Back, apparently, with a flagrant self-awareness of how absurd and unexpected his career has been. Every Loser contains some of Pop’s hardest rockers in years, and emphasizied all of the things the man does well: blistering rock, po-faced ballads and a genuine way with words. Iggy’s lyrics have always been deceptively simple, boiling down an idea to its most basic form, making it both funny and badass in the process. In another life, he would have made an amazing speechwriter.
Several songs recall the Stooges rather directly.

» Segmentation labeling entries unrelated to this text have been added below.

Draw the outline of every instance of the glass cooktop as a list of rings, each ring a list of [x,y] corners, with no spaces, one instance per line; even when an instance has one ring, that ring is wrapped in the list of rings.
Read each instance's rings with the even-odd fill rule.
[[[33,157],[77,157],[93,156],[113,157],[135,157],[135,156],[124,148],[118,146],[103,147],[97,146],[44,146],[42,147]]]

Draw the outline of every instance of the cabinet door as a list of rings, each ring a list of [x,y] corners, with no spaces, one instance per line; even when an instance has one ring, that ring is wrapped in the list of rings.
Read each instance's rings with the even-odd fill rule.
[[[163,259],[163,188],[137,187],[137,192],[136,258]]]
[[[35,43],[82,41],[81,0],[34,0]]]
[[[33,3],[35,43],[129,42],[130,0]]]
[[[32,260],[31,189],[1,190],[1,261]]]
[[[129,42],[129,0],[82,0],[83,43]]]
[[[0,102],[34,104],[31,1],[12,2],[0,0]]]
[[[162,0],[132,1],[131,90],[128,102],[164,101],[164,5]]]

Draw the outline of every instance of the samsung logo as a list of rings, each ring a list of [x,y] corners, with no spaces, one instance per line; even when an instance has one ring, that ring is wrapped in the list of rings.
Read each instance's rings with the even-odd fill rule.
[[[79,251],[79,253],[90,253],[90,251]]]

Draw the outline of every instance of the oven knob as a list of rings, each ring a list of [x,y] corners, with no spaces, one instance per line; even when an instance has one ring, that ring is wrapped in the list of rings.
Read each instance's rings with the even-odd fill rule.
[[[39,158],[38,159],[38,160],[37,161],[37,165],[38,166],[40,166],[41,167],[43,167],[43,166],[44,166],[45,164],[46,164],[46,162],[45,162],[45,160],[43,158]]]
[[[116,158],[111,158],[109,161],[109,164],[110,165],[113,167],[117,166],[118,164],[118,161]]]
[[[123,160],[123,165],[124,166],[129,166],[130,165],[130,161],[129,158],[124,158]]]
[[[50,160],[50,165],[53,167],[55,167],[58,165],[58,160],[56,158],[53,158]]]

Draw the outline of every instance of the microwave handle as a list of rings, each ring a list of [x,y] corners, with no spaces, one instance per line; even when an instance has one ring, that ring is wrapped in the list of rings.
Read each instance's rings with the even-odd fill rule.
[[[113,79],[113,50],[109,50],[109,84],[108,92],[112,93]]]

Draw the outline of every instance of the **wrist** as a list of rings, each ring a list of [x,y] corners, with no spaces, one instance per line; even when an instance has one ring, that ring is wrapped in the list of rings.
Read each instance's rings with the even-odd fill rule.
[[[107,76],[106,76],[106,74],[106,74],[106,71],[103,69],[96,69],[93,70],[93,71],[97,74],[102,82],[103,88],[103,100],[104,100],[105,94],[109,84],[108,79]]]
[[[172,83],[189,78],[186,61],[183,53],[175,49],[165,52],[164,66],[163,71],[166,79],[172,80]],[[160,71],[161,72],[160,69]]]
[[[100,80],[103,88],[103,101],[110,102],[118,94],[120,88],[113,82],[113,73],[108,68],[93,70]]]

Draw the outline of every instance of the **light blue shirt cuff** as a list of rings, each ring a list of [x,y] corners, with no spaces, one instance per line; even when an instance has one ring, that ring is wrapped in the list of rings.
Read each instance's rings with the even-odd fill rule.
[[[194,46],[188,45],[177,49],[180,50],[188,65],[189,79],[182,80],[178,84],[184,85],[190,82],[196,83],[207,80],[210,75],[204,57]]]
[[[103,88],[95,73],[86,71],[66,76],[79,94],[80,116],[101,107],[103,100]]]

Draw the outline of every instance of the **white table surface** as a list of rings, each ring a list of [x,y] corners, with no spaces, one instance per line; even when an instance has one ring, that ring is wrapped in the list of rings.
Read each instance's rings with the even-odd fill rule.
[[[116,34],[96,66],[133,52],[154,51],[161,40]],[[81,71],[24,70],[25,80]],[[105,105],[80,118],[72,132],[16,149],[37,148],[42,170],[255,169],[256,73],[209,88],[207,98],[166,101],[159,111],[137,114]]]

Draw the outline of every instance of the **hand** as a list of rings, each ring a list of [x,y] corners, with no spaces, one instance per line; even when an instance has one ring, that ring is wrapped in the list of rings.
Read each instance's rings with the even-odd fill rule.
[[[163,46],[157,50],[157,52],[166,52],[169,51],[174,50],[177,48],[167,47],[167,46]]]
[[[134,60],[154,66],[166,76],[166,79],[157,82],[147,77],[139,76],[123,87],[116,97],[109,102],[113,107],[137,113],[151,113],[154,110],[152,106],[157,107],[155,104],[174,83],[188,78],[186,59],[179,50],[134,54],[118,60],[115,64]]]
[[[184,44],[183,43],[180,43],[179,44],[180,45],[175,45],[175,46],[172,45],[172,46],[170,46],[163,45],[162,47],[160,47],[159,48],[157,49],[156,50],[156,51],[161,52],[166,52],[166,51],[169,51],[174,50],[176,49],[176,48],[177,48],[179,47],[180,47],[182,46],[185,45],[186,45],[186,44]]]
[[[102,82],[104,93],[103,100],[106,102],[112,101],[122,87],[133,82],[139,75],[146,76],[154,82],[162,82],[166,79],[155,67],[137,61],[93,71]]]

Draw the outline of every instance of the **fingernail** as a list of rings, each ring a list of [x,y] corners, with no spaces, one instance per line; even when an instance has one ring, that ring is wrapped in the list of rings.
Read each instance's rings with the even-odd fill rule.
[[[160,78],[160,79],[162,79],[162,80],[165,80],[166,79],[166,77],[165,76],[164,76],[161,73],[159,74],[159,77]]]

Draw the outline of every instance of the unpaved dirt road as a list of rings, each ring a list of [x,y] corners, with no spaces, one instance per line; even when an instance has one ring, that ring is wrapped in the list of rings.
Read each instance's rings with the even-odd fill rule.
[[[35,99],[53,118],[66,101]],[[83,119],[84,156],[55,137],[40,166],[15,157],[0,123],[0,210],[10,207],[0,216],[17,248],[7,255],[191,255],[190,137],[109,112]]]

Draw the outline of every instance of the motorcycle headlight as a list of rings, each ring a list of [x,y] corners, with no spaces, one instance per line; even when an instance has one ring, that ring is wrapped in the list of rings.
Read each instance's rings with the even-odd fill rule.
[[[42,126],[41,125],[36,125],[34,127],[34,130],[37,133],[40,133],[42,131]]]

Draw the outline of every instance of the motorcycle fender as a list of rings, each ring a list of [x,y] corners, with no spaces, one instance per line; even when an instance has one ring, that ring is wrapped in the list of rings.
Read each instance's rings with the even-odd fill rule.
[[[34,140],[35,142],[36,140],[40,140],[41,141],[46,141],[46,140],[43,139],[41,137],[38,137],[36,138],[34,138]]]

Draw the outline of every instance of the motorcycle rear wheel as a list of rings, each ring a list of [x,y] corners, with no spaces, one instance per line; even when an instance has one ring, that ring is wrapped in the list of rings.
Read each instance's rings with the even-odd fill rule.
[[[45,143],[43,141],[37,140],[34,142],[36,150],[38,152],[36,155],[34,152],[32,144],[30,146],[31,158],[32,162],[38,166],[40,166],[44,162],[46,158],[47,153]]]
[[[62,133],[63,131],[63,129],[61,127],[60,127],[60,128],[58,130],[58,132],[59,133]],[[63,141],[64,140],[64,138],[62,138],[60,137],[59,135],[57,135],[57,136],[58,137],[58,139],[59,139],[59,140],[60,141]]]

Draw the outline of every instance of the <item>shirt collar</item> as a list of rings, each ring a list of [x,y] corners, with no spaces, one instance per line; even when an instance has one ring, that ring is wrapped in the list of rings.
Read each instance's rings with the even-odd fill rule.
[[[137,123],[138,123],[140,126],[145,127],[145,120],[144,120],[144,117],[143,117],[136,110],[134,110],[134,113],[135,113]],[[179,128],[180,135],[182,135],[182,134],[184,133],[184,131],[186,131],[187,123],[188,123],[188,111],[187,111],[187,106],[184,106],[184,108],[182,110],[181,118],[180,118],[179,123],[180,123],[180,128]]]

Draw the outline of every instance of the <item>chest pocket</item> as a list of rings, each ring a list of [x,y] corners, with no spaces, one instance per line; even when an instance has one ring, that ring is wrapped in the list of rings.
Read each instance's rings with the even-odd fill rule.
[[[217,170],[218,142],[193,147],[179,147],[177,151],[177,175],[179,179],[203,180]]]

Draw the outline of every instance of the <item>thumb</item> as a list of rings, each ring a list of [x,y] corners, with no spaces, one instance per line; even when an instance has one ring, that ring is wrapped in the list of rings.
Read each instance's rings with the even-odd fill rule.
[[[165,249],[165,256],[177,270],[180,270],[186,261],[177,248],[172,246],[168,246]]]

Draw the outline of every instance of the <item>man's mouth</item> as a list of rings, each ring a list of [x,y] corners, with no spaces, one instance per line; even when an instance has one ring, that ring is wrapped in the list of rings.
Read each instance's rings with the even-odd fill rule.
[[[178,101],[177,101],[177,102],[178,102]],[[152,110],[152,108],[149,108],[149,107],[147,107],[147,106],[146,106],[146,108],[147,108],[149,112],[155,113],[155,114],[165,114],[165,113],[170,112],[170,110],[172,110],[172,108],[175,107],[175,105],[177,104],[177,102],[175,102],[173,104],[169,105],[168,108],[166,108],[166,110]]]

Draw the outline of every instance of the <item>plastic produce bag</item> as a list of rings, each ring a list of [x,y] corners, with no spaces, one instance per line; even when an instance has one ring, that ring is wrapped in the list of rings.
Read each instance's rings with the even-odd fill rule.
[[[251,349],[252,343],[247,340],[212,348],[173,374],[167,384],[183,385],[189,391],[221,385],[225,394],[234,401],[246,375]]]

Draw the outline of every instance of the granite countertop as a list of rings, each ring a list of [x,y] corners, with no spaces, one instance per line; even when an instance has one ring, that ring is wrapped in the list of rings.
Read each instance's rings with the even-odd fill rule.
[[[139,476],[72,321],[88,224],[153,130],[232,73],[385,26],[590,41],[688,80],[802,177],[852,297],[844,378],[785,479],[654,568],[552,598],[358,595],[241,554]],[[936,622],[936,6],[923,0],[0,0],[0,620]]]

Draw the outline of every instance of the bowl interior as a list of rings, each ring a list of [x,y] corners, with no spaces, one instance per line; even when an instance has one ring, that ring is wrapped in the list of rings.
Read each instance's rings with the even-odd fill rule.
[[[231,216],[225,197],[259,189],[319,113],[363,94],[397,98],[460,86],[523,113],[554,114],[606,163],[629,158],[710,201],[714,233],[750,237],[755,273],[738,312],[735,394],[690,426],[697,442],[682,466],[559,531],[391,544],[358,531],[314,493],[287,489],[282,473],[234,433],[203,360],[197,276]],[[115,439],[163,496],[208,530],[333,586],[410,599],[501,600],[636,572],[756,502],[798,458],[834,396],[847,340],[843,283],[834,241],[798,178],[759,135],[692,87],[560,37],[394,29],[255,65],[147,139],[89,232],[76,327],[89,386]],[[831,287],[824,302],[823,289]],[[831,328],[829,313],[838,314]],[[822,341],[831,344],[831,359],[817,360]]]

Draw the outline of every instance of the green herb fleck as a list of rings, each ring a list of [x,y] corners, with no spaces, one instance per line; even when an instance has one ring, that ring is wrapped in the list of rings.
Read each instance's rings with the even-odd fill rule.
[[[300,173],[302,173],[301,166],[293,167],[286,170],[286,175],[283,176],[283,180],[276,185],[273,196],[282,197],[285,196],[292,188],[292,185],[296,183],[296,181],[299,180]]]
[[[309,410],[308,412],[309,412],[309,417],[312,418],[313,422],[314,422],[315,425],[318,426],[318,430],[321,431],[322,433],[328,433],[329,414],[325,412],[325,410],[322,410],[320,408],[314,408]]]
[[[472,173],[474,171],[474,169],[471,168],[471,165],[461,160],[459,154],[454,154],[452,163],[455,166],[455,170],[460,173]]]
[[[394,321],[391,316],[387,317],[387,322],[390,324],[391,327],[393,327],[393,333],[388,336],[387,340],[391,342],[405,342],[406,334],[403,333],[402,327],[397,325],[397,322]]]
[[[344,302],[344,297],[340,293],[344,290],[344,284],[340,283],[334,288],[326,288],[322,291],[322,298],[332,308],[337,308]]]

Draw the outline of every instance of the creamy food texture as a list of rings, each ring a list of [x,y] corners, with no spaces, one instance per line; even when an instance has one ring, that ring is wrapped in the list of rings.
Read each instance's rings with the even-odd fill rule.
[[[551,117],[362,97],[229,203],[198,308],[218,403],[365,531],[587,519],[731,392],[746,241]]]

The wah-wah on “Frenzy” might have come from the late Stooges guitarist Ron Asheton, while the opening of “Modern Day Ripoff” nearly quotes the Stooges’ classic “TV Eye.” He gets somber on the slick-yet-rough “New Atlantis,” an loving ode to his long-ago adopted Miami home, which he calls “a beautiful whore of a city” –for how long can this man stay off the Dade County Chamber of Commerce? Junkie ballad “Strung Out Johnny” is a smart, dramatic addiction profile: “God made me a junkie/but Satan told me so,” and the oddly beautiful “Morning Show” talks of keeping it together when you’re a total mess: “It’s gonna hurt, I know/ gotta do the morning show.”
He enlisted a murderer’s row of rock lifers to help out, including Jane’s Addiction’s Dave Navarro, Eric Avery, and Chris Chaney; Red Hot Chili Peppers’ Chad Smith and former Pepper Josh Klinghoffer. Guns N’ Roses’ Duff McKagan; Pearl Jam’s Stone Gossard, and the late Foo Fighters drummer Taylor Hawkins also put in work.
Helming it all is Andrew Watt, one of the hottest pop and rock producer’s of our increasingly post-genre moment, having overseen not just recent Eddie Vedder and Ozzy Osbourne’s album but records by Justin Bieber and Miley Cyrus releases too. Watt’s musical catholicism comes in handy on a record with quasi-hardcore on “Neo Punk” and the dramatic tonal shifts on the closer “The Regency,” wherein the devil puts in another appearance “Satan is hiring/but Satan is tiring.” Well, Iggy would know.